A guest speaker in Duluth yesterday long has been a dark cloud over any prediction of economic benefit related to the coming mining of precious metals in northern Minnesota.
A guest speaker in Duluth yesterday long has been a dark cloud over any prediction of economic benefit related to the coming mining of precious metals in northern Minnesota. And he was brought here by Friends of the Boundary Waters Wilderness, a Minneapolis-based anti-mining nonprofit.
So the expectation, naturally, was for a mining-is-evil message. And that’s just what Thomas Power, a Princeton-educated economics professor of 40 years at the University of Montana, delivered. But at least he did so with a history lesson rather than with half-truth propaganda or with picket-sign catch phrases that too often have been the weak tools of the doom-and-gloom, anti-mining crowd.

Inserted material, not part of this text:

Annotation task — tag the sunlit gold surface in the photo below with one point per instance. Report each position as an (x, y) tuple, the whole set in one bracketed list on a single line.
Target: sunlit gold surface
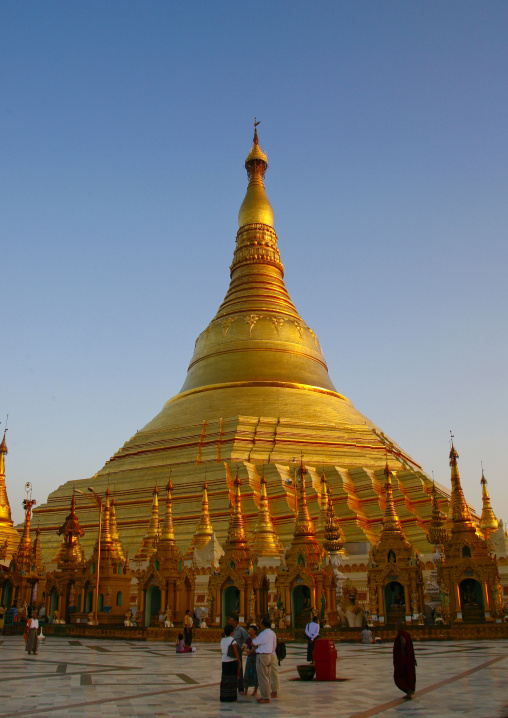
[(149, 543), (257, 391), (488, 521), (9, 537)]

“My message is to go in with eyes wide open,” Power told the News Tribune Opinion page before speaking over the lunch hour Tuesday at Clyde Iron. “I’ve been doing economic research and teaching courses on Montana’s and on the western states’ economies for 45 years. … It wasn’t possible to study the Montana economy without paying attention to the mining part of it.”
Power always found it puzzling, he said, that throughout the 20th century, miners typically made good money and treasure literally was being extracted from the Earth, yet mining communities rarely showed signs of prosperity. That’s because, he learned, the vast bulk of wealth left mining communities in the pockets of out-of-town owners, investors and corporate executives. But that was only part of it.
“It isn’t just owners ripping everyone off. They put a lot of money in and they expect to get the money out,” he said. “The problem is twofold.”
The first is that prices for copper in the national and international markets fluctuate wildly. “So the profitability was always uncertain and the level of production was uncertain and the level of employment was uncertain,” Power said. “During hard times, when copper prices were low, companies had to lay people off (to stay competitive and in business). That’s not a time to go on strike, so the unions waited until copper prices were high and then they went on strike.”